Even if your per-unit reimbursement hasn't seen a decline, the mix of payers your patients represent may benefit - or impair - your financial position. To evaluate a shift in your payer mix, pull two reports - one from the most current period, and then one from last year - displaying your payer mix as represented by the percentage of gross charges received by each payer. The high-level report your system may generate may need some further review if the categories are too general ("commercial" and "managed care"), so be prepared to dig deeper into these categories.
If your payer mix has slipped, even slightly, from a payer with higher-than-average reimbursement to one with lower-than-average, that could be your culprit. Remember, your payer mix is often out of your control; consider the impact, for example, of a major employer in your area switching its employees from one plan to another.

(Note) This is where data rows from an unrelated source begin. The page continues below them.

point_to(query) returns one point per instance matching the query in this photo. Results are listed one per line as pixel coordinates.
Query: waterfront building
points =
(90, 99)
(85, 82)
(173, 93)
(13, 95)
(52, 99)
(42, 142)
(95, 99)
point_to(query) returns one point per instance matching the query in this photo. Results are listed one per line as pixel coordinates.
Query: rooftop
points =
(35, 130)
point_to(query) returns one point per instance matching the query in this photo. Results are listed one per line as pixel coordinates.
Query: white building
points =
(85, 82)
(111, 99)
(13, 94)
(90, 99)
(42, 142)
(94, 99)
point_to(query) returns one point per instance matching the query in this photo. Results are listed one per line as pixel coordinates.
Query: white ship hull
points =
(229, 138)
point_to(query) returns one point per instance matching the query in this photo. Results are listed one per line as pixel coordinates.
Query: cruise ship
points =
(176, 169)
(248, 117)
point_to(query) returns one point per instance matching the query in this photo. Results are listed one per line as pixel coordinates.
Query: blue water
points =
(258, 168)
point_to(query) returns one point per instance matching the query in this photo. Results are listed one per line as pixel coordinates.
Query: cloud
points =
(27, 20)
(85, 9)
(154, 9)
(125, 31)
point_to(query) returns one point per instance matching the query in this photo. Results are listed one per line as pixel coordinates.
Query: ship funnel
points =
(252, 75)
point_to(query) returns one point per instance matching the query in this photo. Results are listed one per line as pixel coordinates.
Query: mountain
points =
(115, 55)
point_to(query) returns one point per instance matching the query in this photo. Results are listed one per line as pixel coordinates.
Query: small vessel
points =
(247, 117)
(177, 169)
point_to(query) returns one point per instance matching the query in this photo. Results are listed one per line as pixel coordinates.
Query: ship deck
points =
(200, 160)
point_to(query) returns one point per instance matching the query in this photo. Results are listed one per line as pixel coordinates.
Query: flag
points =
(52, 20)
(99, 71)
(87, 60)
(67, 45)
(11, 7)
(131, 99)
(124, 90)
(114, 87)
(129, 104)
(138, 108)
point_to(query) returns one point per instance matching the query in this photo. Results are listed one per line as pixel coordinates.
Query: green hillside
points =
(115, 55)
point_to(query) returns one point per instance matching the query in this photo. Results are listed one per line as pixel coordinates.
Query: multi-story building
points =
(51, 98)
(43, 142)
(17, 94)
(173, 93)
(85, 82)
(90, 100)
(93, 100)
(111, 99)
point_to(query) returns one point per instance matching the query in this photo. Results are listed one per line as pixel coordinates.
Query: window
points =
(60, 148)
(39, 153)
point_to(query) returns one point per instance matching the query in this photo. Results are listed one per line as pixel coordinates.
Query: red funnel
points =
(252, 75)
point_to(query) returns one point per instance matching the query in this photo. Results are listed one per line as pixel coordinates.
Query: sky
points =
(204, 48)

The number of patients recorded on your appointment book may not correlate to collections simply as a result of how you code each encounter. A dermatologist/cosmetic surgeon who is an astute coder - defined as someone who appropriately provides a service, but knows both how to document and code for it - can easily generate 10 percent more per day than a physician who is ignorant about coding.
Even a small change, such as appropriately coding for consultations instead of declaring every encounter an office visit, can exact significant financial rewards. Pull several days' worth of charge tickets from last year, and compare your choice of codes to a set of tickets from the current period.
The often-overlooked factor of a decline in collections, particularly for new dermatology/cosmetic surgery practices, is the change from billing encounters as "new" to "established." Depending on the level of the code, a new patient visit or consultation can generate up to 30 percent more in revenue per encounter than an established patient.
Most consider the variance justified - new patients do indeed take longer than established - but the fact is that a schedule of 30 new patients represents a lot more money than a schedule of 30 established patients. Scan your appointment records or charge tickets from last year and the current period to determine if the shift from new to established visits may be the culprit.